Oleh: Titien Suprihatien, Guru SMPN 11 Batanghari
“Bully terkadang berawal dari ketidaksengajaan, tidak hanya dilakukan oleh siswa namun ada kalanya kami (guru) juga keceplosan.”
KOMPAS.com - Tidak bisa dipungkiri kehidupan anak-anak penuh dengan canda tawa, terlebih saat mereka bersama di sekolah. Sekolah menjadi tempat tumbuh dan berkembangnya jiwa dan raga siswa.
Segala interaksi terjadi akan mempengaruhi hati dan rasa yang mereka punya.
Namun, ada banyak juga interaksi yang menyebabkan terjadinya bully pada siswa, baik dilakukan oleh sesama siswa, atau siswa membully gurunya.
Bahkan bullying atau perundungan tak sengaja terkadangpun terucap dari lidah sang guru.
Body shaming kerap terjadi di sekolah, ini adalah jenis bullying verbal. Seorang siswa menyapa temannya dengan penggilan negatif, mengomentari dan menghina fisik.
Ada banyak panggilan negatif seperti: “pik itam” artinya gadis hitam, “buntal” artinya gendut, “tengkot” atau pincang, “bleng” berarti kulitnya panuan.
Terkadang tersirat sebagai candaan anak-anak, namun tak jarang juga menyebabkan perkelahian.
Anak-anak tertentu terkadang tidak bisa menerima ejekan temannya. Korban ejekkan cenderung menjadi pendiam dan menarik diri dari komunitas di kelasnya, menjadi pendiam dan tidak bisa belajar dengan nyaman.
Tidak hanya siswa, gurupun punya panggilan bully tersendiri dari siswanya
Butuh kesabaran ekstra besar bagi seorang guru dalam menghadapi ragam pola tingkah laku anak didik. Perubahan perilaku hidup membuat sebagian siswa-siswi memiliki kepribadian yang susah untuk dibina.
Kenyataan ini membuat guru terkadang emosi. “Kamu tidak seperti kakakmu! Dulu kakakmu rajin, pintar, patuh, berprestasi, sekarang giliran adiknya….. parah… sudah bodoh, bandel pula!”.

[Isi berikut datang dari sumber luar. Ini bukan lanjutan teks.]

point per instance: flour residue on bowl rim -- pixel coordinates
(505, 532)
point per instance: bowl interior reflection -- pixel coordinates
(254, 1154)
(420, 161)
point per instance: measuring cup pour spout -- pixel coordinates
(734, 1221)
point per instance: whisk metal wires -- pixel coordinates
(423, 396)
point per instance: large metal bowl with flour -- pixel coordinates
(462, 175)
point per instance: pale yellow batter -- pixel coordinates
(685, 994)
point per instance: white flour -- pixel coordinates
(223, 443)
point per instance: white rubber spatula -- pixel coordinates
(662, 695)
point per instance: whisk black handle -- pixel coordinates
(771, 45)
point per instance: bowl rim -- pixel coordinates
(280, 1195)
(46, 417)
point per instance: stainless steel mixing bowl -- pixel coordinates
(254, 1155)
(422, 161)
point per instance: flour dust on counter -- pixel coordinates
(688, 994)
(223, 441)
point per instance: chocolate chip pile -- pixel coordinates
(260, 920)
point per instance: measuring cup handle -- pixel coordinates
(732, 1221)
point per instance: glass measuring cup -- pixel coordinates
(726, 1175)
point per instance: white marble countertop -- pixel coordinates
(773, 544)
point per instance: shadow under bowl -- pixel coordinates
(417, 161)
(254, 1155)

Anak didik paling tidak suka dibanding-bandingkan. Ini akan melukai hari siswa, luka yang akan membekas hingga ia dewasa. Bahkan akan mempengaruhi hubungan baik dengan sang kakak yang selalu dipuji
Selain membandingkan siswa dengan kakaknya yang sudah tamat, ada juga kecenderungan oknum guru yang membandingkan anak didik dengan anak kandungnya.